Gal Gadot Criticizes Israel’s Netanyahu As Election Approaches
Gal Gadot, the Israeli actress best known for playing Wonder Woman in the hit 2017 movie, has occasionally drawn controversy for comments about politics in her homeland, as well as discussion of her past service in the Israeli Defense Forces.
Now, Gadot is in the news for criticizing the prime minister of Israel, Benjamin Netanyahu, ahead of next month’s elections in that country.
According to The Times of Israel, Gadot has weighed in on a controversy in her homeland, in which the prime minister criticized Rotem Sela, for her own criticism of comments by Netanyahu that were critical of Israel’s Arab minority.
Gadot has taken Sela’s side.
“This isn’t a matter of left or right, Jew or Arab, secular of religious, it’s about dialogue for peace and equality, and our tolerance for one another,” Gadot said on her Instagram page, per the newspaper. “Love your neighbor as yourself,” she added, along with “the responsibility to sow hope and light for a better future for our children lies with us.”
The argument began when a government minister who is part of Netanyahu’s Likud Party predicted that Israel’s Arab parties would join Israel’s next government, in the event of an election victory next month by the “Blue and White” coalition, which is the Likud Party’s main opposition in the April 9 vote.
After Sela posted to social media the question “What is the problem with the Arabs,” Netanyahu, in comments that drew controversy worldwide, replied that “Israel is not a state of all its citizens.
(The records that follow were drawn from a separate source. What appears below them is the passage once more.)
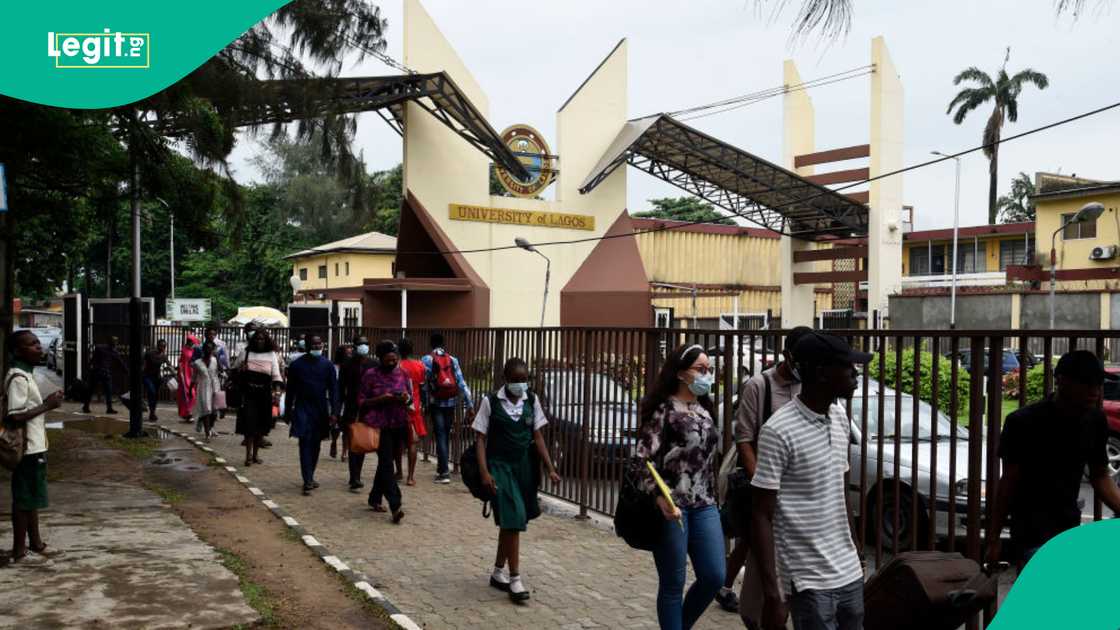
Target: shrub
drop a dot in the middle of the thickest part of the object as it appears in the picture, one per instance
(925, 378)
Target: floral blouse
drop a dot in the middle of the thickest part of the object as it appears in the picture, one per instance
(683, 443)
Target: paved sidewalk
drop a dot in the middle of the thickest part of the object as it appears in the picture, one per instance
(436, 564)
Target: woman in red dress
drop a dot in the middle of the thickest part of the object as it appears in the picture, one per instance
(417, 429)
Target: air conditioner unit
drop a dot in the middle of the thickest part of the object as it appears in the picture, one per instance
(1107, 252)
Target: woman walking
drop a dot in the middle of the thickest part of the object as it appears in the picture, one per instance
(207, 385)
(383, 402)
(259, 378)
(417, 429)
(186, 392)
(679, 436)
(509, 428)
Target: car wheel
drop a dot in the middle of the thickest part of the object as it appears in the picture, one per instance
(886, 526)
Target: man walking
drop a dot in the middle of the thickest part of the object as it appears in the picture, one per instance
(101, 367)
(313, 406)
(799, 503)
(1045, 447)
(762, 395)
(444, 385)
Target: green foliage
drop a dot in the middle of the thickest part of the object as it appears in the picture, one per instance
(684, 209)
(925, 378)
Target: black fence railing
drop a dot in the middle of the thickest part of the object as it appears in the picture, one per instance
(925, 420)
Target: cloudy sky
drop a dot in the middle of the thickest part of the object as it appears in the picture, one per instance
(529, 57)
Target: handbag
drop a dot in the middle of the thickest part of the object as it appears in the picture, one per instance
(364, 438)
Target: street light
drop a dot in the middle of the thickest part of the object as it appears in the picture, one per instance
(548, 271)
(1088, 213)
(957, 222)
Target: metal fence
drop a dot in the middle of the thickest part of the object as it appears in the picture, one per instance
(921, 465)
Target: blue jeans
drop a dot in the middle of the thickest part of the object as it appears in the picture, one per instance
(442, 417)
(308, 457)
(834, 609)
(702, 540)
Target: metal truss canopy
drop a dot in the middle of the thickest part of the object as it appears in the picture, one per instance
(290, 100)
(733, 179)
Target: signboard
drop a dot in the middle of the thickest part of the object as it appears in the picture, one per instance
(179, 309)
(531, 149)
(484, 214)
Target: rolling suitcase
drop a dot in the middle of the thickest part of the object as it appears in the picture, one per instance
(926, 591)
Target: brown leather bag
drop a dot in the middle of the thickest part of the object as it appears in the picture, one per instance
(364, 438)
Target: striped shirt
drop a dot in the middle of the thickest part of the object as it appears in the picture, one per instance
(803, 456)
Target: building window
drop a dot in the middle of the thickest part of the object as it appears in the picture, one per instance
(1016, 251)
(1085, 230)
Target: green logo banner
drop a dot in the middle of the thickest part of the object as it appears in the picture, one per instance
(1069, 583)
(92, 55)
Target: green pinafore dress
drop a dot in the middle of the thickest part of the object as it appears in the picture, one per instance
(509, 457)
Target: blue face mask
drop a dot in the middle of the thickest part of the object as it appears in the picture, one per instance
(701, 386)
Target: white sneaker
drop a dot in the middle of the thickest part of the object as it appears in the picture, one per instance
(518, 591)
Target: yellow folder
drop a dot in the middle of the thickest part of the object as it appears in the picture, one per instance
(664, 490)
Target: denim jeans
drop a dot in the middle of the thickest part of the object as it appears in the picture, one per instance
(702, 540)
(834, 609)
(308, 457)
(442, 418)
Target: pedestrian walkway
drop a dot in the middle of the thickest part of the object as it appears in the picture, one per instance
(436, 564)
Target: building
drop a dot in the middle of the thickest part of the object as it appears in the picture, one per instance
(336, 270)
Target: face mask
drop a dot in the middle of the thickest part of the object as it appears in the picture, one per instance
(701, 386)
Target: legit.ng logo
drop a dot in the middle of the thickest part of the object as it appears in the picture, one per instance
(105, 51)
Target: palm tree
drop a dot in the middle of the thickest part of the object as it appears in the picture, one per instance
(1005, 91)
(1016, 206)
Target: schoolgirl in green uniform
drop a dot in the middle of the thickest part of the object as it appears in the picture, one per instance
(509, 424)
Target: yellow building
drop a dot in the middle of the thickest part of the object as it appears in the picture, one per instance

According to the nation-state law we passed, Israel is the nation-state of the Jewish people — and not anyone else.” That nation-state law indeed passed in July of 2018.
Not a good idea to fight with #WonderWoman @netanyahu Gal Gadot supports TV presenter Rotem Sela: "Loving ur neighbor as ur self not a matter of right-left, Jewish-Arab, secular or religious, it is a matter of dialogue, of dialogue for peace, equality & tolerance for each other." pic.twitter.com/nkDwlpDfNN
— Ruth Marks Eglash (@reglash) March 10, 2019
Meanwhile, Education Minister Naftali Bennett, of a party further right than Netanyahu’s, criticized the prime minister not for the comments, but for arguing with a TV host rather than dealing with more pressing matters.
Israel has a parliamentary system of government in which seats are handed out proportionally after elections, and because no party is large enough for a majority by itself, parties must form coalitions to establish a government. Israel’s Arab parties serve in the Knesset, the country’s parliament, but have never been part of a coalition government.
Gadot’s past service in the Israeli Army led several countries in the Middle East to threaten to ban her Wonder Woman movie, but it appears that Lebanon was the only country that actually did, per The Washington Post.